Electric Vehicle Charging Navigation Strategy in Coupled Smart Grid and Transportation Network: a Hierarchical Reinforcement Learning Approach

Publication Year: 2024

Author(s): Jiang C, Zhou L, Zheng J H, Shao Z


Existing EV charging navigation methods lack destination optimization, path planning, and real-time decision-making under uncertain factors, hindering efficient charging for electric vehicles. To address these problems, this paper first establishes a bilevel stochastic optimization model for EV charging navigation considering various uncertainties, and then proposes an EV charging navigation method based on the hierarchical enhanced deep Q network (HEDQN) to solve the above stochastic optimization model in real-time. The proposed HEDQN contains two enhanced deep Q networks, which are utilized to optimize the charging destination and charging route path of EVs, respectively. Finally, the proposed method is simulated and validated in two urban transportation networks.
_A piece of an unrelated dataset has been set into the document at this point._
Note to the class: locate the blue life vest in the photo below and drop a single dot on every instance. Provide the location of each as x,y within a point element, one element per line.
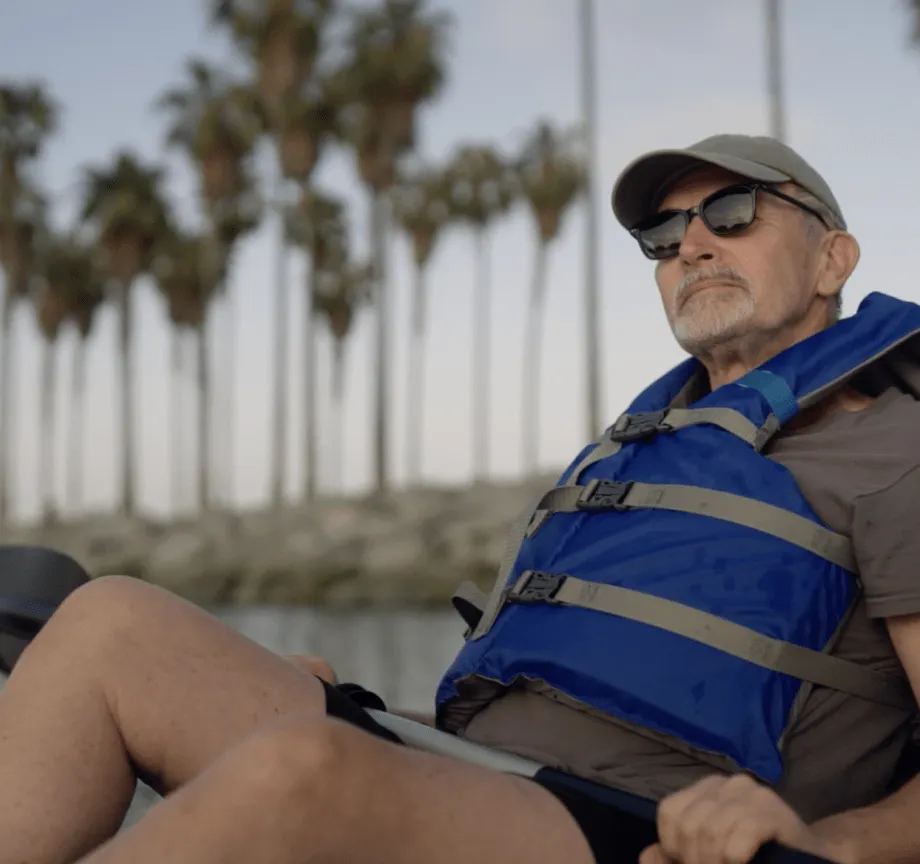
<point>677,579</point>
The simulation results demonstrate that compared with the Dijkstra shortest path algorithm, single-layer deep reinforcement learning algorithm, and traditional hierarchical deep reinforcement learning algorithm, the proposed HEDQN algorithm can effectively reduce the total charging cost of electric vehicles and realize online real-time charging navigation of electric vehicles, that shows excellent generalization ability and scalability.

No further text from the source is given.